Si M. A... B..., ressortissant russe né le 10 mai 2005, soutient avoir déposé un dossier de demande de titre de séjour en août 2024, il n’en justifie pas, depuis la décision de clôture à une date inconnue de la demande de titre de séjour présentée par sa mère, en se bornant à produire une convocation à un rendez-vous à la préfecture de la Seine-Maritime le 12 août 2025 à 10h. Une telle preuve ne saurait être par ailleurs rapportée par la production d’une photographie prise 12 août 2025 à 12h11 sur laquelle ne figure qu’un simple bordereau d’envoi d’un courrier à la direction des migrations et de l’intégration de la préfecture de la Seine-Maritime qui ne peut, à lui seul, établir que ce courrier contenait, comme le soutient l’intéressé, un dossier de demande de titre de séjour complet. En outre, le requérant ne démontre pas plus avoir, depuis le 12 août 2025 et préalablement à la saisine du juge des référés, adressé plusieurs relances auprès des services préfectoraux compétents en vue d’obtenir des informations sur l’état de l’instruction de la demande de titre de séjour qu’il aurait présentée ou un rendez-vous en préfecture. Dans ces conditions, en l’état de l’instruction, M. B... ne peut être regardé comme établissant qu’il remplit la condition d’urgence à laquelle les dispositions de l’article L. 521-3 du code de justice administrative subordonnent le prononcé d’une mesure utile par le juge des référés.

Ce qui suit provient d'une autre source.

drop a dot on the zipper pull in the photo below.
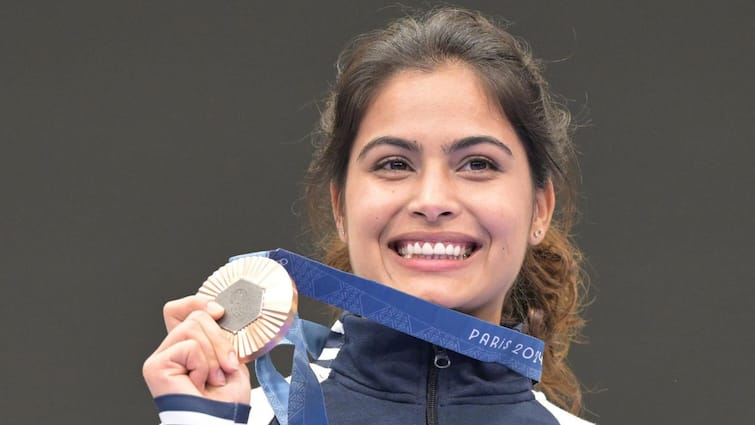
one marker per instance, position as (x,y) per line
(441,360)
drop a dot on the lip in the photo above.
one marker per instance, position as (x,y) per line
(434,264)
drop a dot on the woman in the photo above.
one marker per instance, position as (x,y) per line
(441,160)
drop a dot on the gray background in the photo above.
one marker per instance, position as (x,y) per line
(144,142)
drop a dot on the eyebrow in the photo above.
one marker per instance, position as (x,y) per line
(476,140)
(408,145)
(413,146)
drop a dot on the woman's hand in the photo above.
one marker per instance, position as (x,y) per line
(196,357)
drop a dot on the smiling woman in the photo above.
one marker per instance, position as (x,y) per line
(437,173)
(453,177)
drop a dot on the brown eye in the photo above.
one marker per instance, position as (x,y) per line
(479,164)
(393,164)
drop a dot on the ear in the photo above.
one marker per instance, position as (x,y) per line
(545,202)
(337,208)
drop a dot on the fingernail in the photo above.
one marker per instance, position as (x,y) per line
(220,377)
(214,308)
(233,360)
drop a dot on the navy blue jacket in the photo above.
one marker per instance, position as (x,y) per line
(382,376)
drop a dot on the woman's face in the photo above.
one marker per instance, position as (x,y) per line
(438,200)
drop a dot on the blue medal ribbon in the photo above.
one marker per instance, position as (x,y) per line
(437,325)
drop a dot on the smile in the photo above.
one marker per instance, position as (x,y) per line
(434,250)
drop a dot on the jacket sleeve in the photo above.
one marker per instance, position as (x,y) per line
(181,409)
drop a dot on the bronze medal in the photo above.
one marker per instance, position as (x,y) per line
(260,302)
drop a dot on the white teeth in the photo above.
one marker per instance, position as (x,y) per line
(438,250)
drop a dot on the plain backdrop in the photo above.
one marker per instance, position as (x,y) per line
(144,142)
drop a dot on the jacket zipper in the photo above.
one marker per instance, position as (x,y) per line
(440,361)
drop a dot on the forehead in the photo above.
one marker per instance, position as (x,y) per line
(448,103)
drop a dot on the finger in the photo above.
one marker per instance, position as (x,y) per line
(181,368)
(176,311)
(213,341)
(198,328)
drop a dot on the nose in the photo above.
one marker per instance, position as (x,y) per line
(435,196)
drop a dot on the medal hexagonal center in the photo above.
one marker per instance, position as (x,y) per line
(243,304)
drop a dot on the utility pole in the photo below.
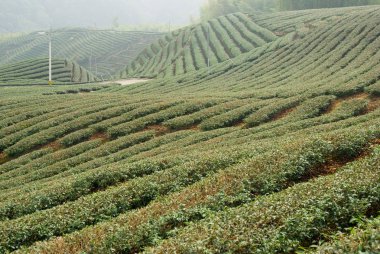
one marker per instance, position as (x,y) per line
(50,57)
(208,47)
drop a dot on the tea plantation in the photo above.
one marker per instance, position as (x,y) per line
(103,52)
(273,148)
(37,72)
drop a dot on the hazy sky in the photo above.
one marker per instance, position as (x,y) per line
(22,15)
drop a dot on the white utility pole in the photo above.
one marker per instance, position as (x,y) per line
(50,74)
(208,47)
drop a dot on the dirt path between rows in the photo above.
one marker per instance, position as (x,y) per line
(127,82)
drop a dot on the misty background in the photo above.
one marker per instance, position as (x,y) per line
(31,15)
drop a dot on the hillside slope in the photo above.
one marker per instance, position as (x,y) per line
(196,47)
(276,151)
(37,72)
(101,52)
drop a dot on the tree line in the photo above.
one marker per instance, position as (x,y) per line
(215,8)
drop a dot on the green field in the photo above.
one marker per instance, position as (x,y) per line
(37,72)
(274,148)
(101,52)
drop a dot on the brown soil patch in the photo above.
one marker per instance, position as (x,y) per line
(240,124)
(332,166)
(3,158)
(282,114)
(159,129)
(100,135)
(54,145)
(336,103)
(193,127)
(373,104)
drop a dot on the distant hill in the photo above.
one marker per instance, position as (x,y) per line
(101,52)
(196,47)
(276,150)
(37,72)
(31,15)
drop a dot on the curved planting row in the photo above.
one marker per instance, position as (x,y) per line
(193,48)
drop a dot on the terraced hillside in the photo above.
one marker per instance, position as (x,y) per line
(37,72)
(275,152)
(101,52)
(196,47)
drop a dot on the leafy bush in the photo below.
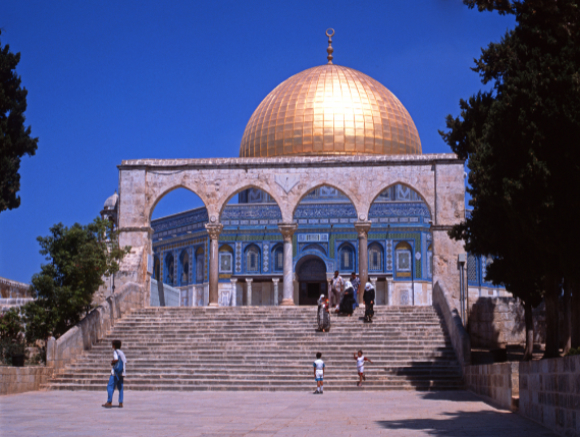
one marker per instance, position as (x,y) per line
(11,338)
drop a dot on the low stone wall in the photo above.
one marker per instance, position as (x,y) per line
(550,393)
(497,383)
(457,333)
(93,327)
(495,322)
(20,379)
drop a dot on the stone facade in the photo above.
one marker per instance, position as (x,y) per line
(550,393)
(495,322)
(438,179)
(21,379)
(498,383)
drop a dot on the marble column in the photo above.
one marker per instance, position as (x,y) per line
(287,230)
(390,286)
(362,228)
(214,230)
(249,291)
(276,281)
(374,282)
(234,282)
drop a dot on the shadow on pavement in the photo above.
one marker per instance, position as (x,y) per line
(472,423)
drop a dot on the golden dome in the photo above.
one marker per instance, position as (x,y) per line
(330,110)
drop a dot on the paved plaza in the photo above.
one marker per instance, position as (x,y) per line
(207,413)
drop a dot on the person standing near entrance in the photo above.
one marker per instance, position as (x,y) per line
(337,286)
(355,281)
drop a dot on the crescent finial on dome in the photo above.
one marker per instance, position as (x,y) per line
(330,34)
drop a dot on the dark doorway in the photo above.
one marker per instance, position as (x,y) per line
(311,273)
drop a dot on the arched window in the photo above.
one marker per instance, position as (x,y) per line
(168,269)
(472,270)
(183,270)
(346,258)
(430,261)
(226,259)
(375,257)
(278,255)
(199,262)
(252,259)
(403,256)
(316,247)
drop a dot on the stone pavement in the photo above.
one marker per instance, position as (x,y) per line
(211,413)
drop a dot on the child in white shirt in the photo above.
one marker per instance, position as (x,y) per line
(360,366)
(319,374)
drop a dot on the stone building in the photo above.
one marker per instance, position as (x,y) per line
(330,176)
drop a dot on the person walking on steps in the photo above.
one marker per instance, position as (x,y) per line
(360,366)
(355,281)
(117,375)
(319,374)
(336,288)
(369,299)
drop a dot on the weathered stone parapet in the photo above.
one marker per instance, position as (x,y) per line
(81,337)
(550,393)
(497,383)
(22,379)
(457,333)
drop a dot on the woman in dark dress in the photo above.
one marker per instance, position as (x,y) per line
(369,298)
(347,302)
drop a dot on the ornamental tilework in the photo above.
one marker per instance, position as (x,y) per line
(389,255)
(266,257)
(238,256)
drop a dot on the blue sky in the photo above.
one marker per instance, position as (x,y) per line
(109,81)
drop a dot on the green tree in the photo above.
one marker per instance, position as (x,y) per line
(79,257)
(521,141)
(15,139)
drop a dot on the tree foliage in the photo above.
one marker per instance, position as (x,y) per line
(78,257)
(522,143)
(15,139)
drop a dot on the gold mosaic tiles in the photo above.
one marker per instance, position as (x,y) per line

4. Il résulte de ce qui précède que la requête de M. B... doit être rejetée en toutes ses conclusions selon la procédure prévue à l’article L. 522-3 du code de justice administrative.

O R D O N N E :

Article 1er : La requête de M. B... est rejetée.

Article 2 : La présente ordonnance sera notifiée à M. A... B....

Fait à Rouen, le 30 décembre 2025.

Le juge des référés,


M. BANVILLET

La République mande et ordonne au ministre de l’intérieur, en ce qui le concerne ou à tous commissaires de justice à ce requis en ce qui concerne les voies de droit commun contre les parties privées, de pourvoir à l’exécution de la présente décision.